Wie viel Staat wollen wir? Wir meinen: wir sollten aus dem Staat nicht Gurkensalat machen. Denn wir brauchen staatliche Institutionen, um die Freiheit und die Entfaltung des Einzelnen zu ermöglichen.

Erstmalig auf schweizermonat.ch erschienen.

von Ivo Scherrer und Stefan Schlegel

«Heute wollen alle liberal sein. Also ich bin sehr liberal. Viel liberaler als die Liberalen liberal sind», hat Christoph Blocher kürzlich auf Tele Blocher gesagt. In einer der beiden Aussagen ist ihm beizupflichten: Liberal sein wollen in der Schweiz von den Grünen bis zur SVP fast alle. Liberal sein ist en vogue und fleissig wird darum gestritten, wer die liberale Flagge am Höchsten hissen darf. Dabei steht meist eine Frage im Zentrum der Auseinandersetzungen: wie viel Staat wollen wir? Wir meinen: weniger ist nicht unbedingt mehr. Denn wir brauchen staatliche Institutionen, um die Freiheit und die Entfaltung des Einzelnen zu ermöglichen. Dabei dürfen wir aber nicht vergessen: der Staat und seine Souveränität sind niemals Selbstzweck. Der Zweck staatlichen Handelns ist stets die Freiheit des Individuums.

Mehr Freiheit, weniger Staat?

Wollen wir entscheiden, was der Staat soll, müssen wir entscheiden, woran sich die Politik überhaupt orientieren soll. Die Frage mag banal erscheinen und unsere Antwort auf den ersten Blick ebenso: Politik soll es ermöglichen, dass jede und jeder Einzelne so viele Freiräume wie nur möglich geniessen kann. Solange jeder Einzelne die Freiheit und die Würde seiner Mitmenschen respektiert und für sich selbst Verantwortung übernimmt, ist er nur seinen eigenen moralischen Überzeugungen Rechenschaft schuldig. Wir alle können selbst am Besten entscheiden, wie wir leben, wie wir lieben, wie wir arbeiten, wie wir wirtschaften, woran wir glauben wollen. Weder Gesellschaft, Staat noch Politik wissen, was für uns gut ist.
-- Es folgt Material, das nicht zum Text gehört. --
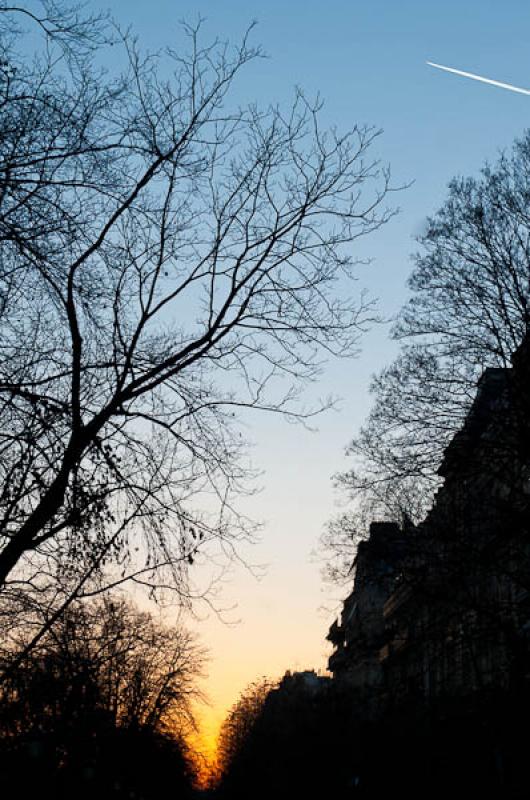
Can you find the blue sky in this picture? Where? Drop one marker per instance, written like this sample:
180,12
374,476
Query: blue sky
367,60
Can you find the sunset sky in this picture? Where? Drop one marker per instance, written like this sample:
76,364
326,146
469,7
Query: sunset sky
368,62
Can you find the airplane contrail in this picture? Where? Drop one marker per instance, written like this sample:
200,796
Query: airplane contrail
480,78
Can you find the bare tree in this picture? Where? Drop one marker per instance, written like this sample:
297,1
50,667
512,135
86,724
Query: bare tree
107,685
469,309
167,258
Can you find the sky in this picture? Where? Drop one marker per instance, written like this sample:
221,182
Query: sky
368,62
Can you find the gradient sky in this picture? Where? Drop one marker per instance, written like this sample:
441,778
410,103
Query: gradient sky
367,59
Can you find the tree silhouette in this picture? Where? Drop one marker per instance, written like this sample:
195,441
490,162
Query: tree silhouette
168,258
104,700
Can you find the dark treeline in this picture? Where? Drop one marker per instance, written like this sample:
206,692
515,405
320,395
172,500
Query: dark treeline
324,743
101,707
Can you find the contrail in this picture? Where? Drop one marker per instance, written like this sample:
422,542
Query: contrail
480,78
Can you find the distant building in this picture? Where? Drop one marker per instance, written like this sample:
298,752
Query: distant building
443,608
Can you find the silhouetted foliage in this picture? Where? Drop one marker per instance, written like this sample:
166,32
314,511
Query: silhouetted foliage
155,238
102,705
469,310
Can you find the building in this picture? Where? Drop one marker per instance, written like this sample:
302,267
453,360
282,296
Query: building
443,609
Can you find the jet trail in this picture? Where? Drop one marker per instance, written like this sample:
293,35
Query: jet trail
480,78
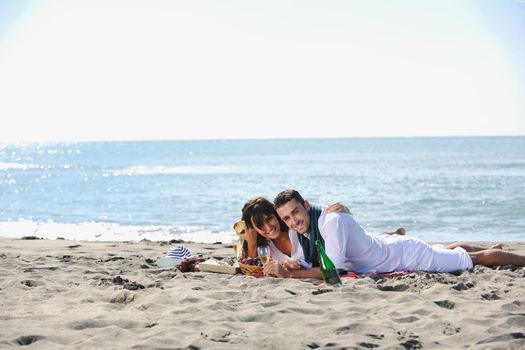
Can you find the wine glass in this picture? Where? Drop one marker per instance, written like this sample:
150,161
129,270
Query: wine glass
237,247
263,253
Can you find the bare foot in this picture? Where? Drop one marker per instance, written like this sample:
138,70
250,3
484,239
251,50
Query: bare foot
400,231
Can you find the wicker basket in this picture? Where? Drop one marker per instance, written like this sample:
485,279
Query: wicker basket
251,270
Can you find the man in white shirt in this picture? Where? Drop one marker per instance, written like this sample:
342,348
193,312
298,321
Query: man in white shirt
352,249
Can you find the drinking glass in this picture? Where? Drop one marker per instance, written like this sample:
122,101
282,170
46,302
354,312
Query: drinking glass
263,253
237,247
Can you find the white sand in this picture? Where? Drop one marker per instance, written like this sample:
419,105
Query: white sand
57,294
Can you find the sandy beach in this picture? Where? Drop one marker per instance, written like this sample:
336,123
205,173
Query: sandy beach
59,294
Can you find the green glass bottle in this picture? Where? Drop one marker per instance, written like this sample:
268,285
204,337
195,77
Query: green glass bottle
328,270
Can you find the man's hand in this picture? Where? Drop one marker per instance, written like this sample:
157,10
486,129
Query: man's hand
292,264
337,208
273,268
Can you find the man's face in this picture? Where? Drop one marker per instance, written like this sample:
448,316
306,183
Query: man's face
295,215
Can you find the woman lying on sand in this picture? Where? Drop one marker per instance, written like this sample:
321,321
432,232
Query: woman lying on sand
265,227
263,222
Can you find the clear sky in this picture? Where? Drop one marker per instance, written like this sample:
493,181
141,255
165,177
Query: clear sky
135,70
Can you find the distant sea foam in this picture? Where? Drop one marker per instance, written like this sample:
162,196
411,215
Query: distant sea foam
440,189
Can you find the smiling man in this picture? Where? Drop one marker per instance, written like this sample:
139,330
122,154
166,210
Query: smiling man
352,249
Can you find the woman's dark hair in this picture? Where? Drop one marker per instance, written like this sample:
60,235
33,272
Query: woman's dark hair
257,209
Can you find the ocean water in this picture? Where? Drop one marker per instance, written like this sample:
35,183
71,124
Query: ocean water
439,189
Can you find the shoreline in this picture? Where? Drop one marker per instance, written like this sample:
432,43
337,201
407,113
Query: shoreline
85,294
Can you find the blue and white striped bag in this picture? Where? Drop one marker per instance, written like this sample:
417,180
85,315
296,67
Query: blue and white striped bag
179,252
174,256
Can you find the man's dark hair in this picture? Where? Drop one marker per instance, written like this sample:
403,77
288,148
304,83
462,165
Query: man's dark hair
256,209
287,195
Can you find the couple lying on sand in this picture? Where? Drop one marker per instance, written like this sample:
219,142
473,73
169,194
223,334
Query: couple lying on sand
291,225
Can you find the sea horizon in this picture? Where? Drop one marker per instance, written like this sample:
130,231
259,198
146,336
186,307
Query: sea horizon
440,188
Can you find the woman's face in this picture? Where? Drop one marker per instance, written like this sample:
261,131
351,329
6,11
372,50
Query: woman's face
270,228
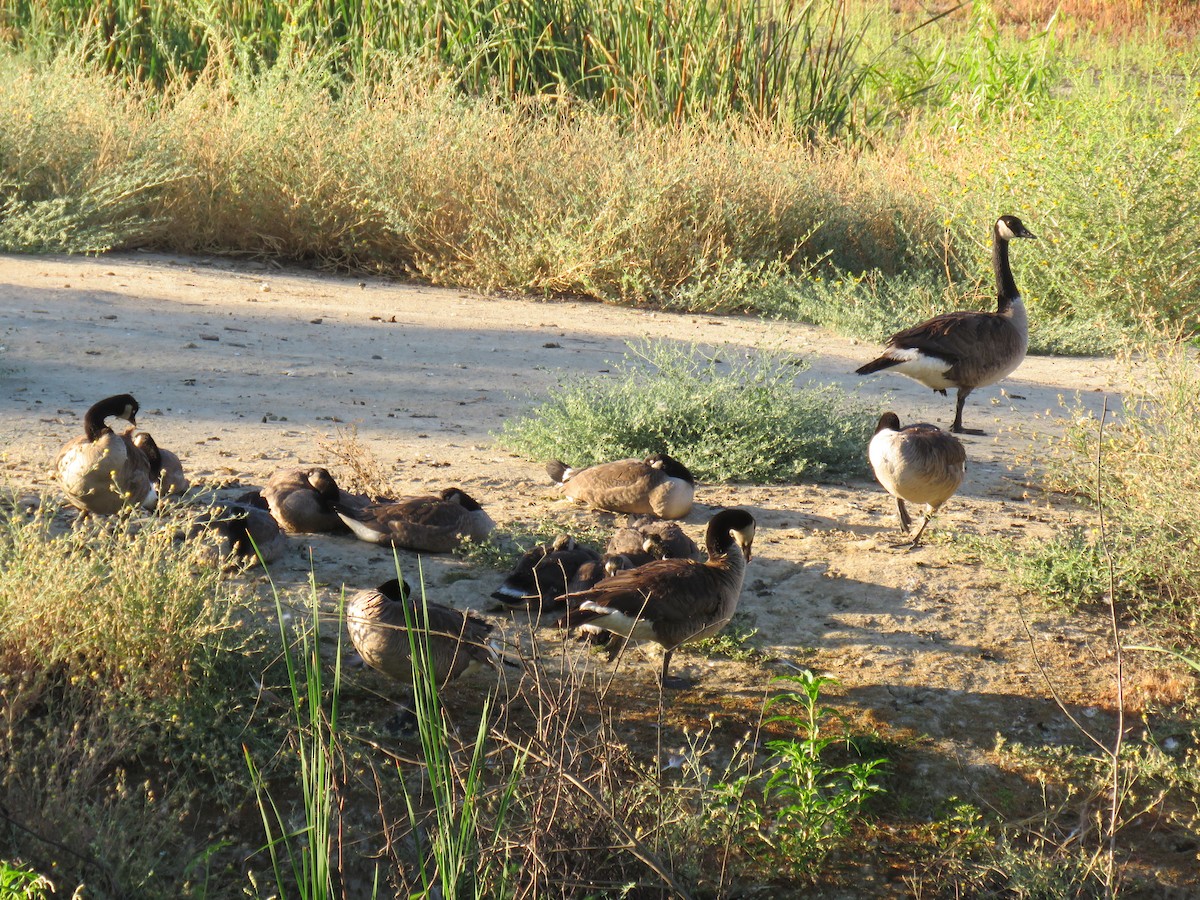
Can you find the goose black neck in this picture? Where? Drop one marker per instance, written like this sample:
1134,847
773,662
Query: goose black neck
1006,287
94,420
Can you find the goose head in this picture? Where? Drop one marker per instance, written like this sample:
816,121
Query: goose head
1011,227
730,527
888,421
670,467
143,442
456,495
121,406
323,483
395,589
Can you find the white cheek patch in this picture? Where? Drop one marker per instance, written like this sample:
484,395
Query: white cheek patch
928,370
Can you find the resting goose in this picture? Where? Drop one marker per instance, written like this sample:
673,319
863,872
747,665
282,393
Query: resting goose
166,467
543,574
433,525
966,349
378,629
303,501
918,463
101,471
246,531
672,601
645,539
588,574
658,485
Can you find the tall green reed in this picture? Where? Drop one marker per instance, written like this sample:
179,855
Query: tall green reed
795,63
309,851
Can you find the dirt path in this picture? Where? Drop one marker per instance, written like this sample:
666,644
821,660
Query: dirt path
240,369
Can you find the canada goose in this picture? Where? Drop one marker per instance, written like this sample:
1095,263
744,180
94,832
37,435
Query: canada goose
166,467
645,538
673,601
658,485
435,525
245,531
378,628
966,349
588,574
543,574
303,501
101,471
918,463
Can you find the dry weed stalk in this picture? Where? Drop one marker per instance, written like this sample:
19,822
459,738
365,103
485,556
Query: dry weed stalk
365,473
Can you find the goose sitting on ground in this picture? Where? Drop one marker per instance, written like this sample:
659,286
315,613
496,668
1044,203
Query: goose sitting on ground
658,485
433,525
303,501
101,471
918,463
589,574
245,531
645,538
378,624
672,601
543,574
168,471
966,349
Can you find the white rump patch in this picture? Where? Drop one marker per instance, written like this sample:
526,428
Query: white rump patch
928,370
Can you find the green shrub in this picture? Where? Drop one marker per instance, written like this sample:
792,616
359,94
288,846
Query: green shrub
726,420
1149,489
123,669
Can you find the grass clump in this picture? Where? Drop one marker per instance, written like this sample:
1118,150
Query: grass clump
738,420
121,665
1145,467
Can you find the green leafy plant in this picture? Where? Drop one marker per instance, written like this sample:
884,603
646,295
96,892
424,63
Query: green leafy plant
799,805
727,420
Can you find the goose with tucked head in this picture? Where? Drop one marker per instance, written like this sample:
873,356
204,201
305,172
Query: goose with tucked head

Der Einzelne ist stets Selbstzweck und darf nicht zur Schachfigur angeblich übergeordneter Interessen degradiert werden. Am meisten Leid hat die Menschheit dann angerichtet, wenn sie den Einzelnen in den Dienst der Nation, der Rasse, der Religion, der Klasse oder anderer Kollektive gestellt hat. Trotz aller Skepsis gegenüber Kollektiven sind wir der Überzeugung, dass der Staat nicht obsolet ist. Wer aus dem Staat Gurkensalat machen will, tut liberalen Anliegen keinen Gefallen. Wir brauchen den Staat, um die Grundrechte zu schützen, den Wettbewerb zu garantieren und Marktversagen zu korrigieren. Tun wir das nicht, regiert das Recht des Stärkeren. Der Staat sollte also kluge Rahmenbedingungen schaffen, damit selbstverantwortliches Wirtschaften und freie Lebensentwürfe möglich werden. Gleichzeitig wissen wir, dass staatliche Macht die grösste Bedrohung für die Freiheit darstellt, da Macht korrumpiert und der Staat potentiell unbegrenzte Mittel hat, um in das Leben seiner Bürger einzugreifen.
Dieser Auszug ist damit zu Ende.